Prórroga de la aplicación de las disposiciones del Acuerdo de Asociación entre los Estados de África, del Caribe y del Pacífico, por una parte, y la Comunidad Europea y sus Estados Miembros, por otra, hecho en Cotonú el 23 de junio de 2000 (Acuerdo de asociación ACP-UE). Decisión n.º 3/2019 del Comité de Embajadores ACP-UE de 17 de diciembre de 2019 de adopción de medidas transitorias de conformidad con el artículo 95, apartado 4, del Acuerdo de Asociación ACP-UE (2020/2).
¿Qué dice esta ley?
**¿Qué es?** Es una prórroga del Acuerdo de Asociación ACP-UE, un tratado firmado en 2000 entre la Unión Europea y países de África, el Caribe y el Pacífico. Este acuerdo original tenía una validez de 20 años (hasta febrero de 2020), pero como no estaba listo el nuevo acuerdo que debería reemplazarlo, se decidió extender la aplicación del anterior hasta el 31 de diciembre de 2020, o hasta que entre en vigor el nuevo, según cuál ocurra primero. **¿A quién afecta?** Afecta a la Unión Europea, sus Estados miembros y los países de África, del Caribe y del Pacífico que son parte del acuerdo. Estos países mantienen sus relaciones comerciales y de cooperación bajo los términos establecidos en el tratado original durante el período de prórroga. **¿Qué cambia o establece?** No introduce cambios en el acuerdo existente; solo prorroga su vigencia. La prórroga entró en vigor el 1 de marzo de 2020 y mantiene activas todas las disposiciones del Acuerdo de Asociación ACP-UE hasta que el nuevo acuerdo negogiado entre las partes esté completamente listo para aplicarse.
💬 Contexto ciudadano
El Acuerdo de Asociación ACP-UE de 2000 establecía un marco de relaciones comerciales y cooperación entre la Unión Europea y países de África, el Caribe y el Pacífico durante veinte años.

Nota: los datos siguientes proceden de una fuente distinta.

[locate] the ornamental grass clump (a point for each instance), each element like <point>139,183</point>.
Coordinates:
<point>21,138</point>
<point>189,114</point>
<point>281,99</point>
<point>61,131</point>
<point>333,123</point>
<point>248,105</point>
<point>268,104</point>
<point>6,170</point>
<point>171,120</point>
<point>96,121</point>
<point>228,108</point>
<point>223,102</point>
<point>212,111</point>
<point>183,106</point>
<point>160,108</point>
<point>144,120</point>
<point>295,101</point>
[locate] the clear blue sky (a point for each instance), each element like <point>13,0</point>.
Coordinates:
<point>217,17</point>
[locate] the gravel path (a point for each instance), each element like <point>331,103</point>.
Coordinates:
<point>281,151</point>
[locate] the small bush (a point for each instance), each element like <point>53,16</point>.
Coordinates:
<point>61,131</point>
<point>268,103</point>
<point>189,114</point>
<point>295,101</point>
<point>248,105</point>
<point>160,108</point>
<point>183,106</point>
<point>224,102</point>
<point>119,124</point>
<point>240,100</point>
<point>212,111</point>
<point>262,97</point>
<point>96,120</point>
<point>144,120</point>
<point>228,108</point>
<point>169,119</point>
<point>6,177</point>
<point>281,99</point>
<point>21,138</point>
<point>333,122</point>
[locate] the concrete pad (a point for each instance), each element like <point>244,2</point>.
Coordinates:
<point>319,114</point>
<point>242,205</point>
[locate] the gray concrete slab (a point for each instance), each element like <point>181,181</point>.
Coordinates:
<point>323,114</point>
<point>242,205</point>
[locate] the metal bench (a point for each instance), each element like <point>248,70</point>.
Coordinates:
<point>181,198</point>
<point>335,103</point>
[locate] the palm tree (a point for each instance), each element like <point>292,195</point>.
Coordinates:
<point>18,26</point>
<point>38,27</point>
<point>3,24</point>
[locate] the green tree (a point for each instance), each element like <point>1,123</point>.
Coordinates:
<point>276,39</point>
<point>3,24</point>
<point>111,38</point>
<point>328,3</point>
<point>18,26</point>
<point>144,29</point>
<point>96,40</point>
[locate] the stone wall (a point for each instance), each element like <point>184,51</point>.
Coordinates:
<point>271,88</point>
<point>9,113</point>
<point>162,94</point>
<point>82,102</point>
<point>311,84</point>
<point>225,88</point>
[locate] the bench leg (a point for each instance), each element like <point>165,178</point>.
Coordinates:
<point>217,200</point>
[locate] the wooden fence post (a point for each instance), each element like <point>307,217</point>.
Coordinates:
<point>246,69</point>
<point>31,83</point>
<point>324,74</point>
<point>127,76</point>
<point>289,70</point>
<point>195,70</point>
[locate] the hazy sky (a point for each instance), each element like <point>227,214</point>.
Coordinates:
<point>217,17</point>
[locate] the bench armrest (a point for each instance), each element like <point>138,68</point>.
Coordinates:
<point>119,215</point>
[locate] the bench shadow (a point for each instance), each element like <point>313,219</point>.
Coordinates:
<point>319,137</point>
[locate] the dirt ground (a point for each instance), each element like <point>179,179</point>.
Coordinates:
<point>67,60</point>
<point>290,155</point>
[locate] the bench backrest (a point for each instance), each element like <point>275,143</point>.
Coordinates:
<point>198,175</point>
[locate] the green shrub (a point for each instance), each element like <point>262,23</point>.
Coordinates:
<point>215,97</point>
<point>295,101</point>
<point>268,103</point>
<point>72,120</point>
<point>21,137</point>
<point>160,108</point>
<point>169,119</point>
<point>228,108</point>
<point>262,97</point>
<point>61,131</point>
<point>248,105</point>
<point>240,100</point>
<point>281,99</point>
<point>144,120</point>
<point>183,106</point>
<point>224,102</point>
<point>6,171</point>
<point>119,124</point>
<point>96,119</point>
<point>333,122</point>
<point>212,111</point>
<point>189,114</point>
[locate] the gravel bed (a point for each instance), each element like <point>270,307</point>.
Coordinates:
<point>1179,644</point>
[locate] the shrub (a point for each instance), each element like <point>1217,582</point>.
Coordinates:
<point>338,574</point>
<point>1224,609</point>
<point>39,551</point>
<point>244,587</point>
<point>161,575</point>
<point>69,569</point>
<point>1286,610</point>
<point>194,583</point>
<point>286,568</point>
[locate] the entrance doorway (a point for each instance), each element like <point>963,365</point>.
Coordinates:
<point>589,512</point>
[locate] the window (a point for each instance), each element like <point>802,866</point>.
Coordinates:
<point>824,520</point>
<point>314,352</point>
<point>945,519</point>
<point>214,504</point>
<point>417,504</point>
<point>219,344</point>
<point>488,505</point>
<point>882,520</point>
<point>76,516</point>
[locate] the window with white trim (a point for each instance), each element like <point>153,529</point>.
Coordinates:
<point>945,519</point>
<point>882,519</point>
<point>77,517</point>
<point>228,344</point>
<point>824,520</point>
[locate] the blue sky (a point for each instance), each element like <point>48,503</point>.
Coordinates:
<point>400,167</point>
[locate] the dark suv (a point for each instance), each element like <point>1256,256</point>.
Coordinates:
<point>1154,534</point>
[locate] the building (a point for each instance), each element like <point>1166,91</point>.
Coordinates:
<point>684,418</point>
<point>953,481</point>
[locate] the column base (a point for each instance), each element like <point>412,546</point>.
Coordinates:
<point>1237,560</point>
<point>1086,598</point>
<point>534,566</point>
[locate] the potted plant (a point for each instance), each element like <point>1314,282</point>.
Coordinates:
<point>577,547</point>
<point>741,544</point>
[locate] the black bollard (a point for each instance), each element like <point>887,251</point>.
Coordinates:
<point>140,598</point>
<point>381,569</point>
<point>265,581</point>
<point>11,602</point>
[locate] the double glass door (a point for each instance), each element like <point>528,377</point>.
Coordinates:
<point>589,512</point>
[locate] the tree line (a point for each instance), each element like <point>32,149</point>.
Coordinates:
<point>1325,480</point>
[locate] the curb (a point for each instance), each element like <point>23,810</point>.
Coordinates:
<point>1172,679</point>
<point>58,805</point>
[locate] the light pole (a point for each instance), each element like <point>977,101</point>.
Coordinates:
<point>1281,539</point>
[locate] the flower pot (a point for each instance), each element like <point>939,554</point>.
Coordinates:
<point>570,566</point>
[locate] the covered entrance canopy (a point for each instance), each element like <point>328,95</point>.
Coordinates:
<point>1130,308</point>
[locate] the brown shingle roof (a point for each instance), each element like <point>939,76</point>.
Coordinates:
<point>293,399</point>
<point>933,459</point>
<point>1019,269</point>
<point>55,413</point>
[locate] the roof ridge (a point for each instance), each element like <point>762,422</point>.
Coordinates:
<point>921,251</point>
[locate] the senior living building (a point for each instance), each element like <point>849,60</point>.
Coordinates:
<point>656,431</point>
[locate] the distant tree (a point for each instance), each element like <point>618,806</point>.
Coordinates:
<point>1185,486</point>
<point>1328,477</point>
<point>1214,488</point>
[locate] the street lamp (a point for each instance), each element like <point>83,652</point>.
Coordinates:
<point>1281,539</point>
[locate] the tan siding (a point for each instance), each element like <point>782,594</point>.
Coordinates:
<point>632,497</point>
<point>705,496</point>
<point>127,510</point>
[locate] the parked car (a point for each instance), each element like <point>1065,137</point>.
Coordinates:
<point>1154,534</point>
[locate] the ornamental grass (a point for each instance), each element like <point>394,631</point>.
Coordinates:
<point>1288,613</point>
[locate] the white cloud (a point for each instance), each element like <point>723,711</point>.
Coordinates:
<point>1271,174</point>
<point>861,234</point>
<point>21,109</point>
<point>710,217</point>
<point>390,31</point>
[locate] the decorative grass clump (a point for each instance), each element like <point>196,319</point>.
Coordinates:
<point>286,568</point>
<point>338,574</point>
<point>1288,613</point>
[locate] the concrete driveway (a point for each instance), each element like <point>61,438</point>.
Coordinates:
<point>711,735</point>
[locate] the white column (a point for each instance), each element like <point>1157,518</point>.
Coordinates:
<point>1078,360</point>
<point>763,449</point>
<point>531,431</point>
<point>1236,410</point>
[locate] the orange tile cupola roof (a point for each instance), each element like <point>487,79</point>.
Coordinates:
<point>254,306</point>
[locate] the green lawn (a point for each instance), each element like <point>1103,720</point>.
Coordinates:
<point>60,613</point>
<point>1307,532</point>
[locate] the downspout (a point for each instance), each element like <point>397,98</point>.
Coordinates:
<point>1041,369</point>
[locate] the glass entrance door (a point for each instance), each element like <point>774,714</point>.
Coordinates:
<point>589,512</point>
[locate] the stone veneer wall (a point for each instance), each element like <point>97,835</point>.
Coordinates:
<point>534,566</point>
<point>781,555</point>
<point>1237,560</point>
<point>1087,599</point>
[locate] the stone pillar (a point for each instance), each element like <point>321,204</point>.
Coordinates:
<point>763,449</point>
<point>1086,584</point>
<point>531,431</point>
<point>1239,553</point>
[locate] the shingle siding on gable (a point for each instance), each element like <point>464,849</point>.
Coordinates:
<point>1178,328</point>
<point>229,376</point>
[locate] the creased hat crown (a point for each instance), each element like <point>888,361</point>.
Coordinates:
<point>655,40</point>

Al vencerse este período en febrero de 2020, la negociación del nuevo acuerdo no estaba finalizada, lo que requirió esta prórroga hasta diciembre de 2020 para evitar un vacío legal. Esta medida transitoria, adoptada por el Comité de Embajadores ACP-UE, resulta fundamental para mantener la continuidad en intercambios comerciales y programas de cooperación técnica y financiera. La prórroga afecta significativamente a países hispanohablantes como República Dominicana y Cuba, garantizando estabilidad en sus relaciones con la UE durante el período de transición hasta la implementación del nuevo acuerdo ACP-UE.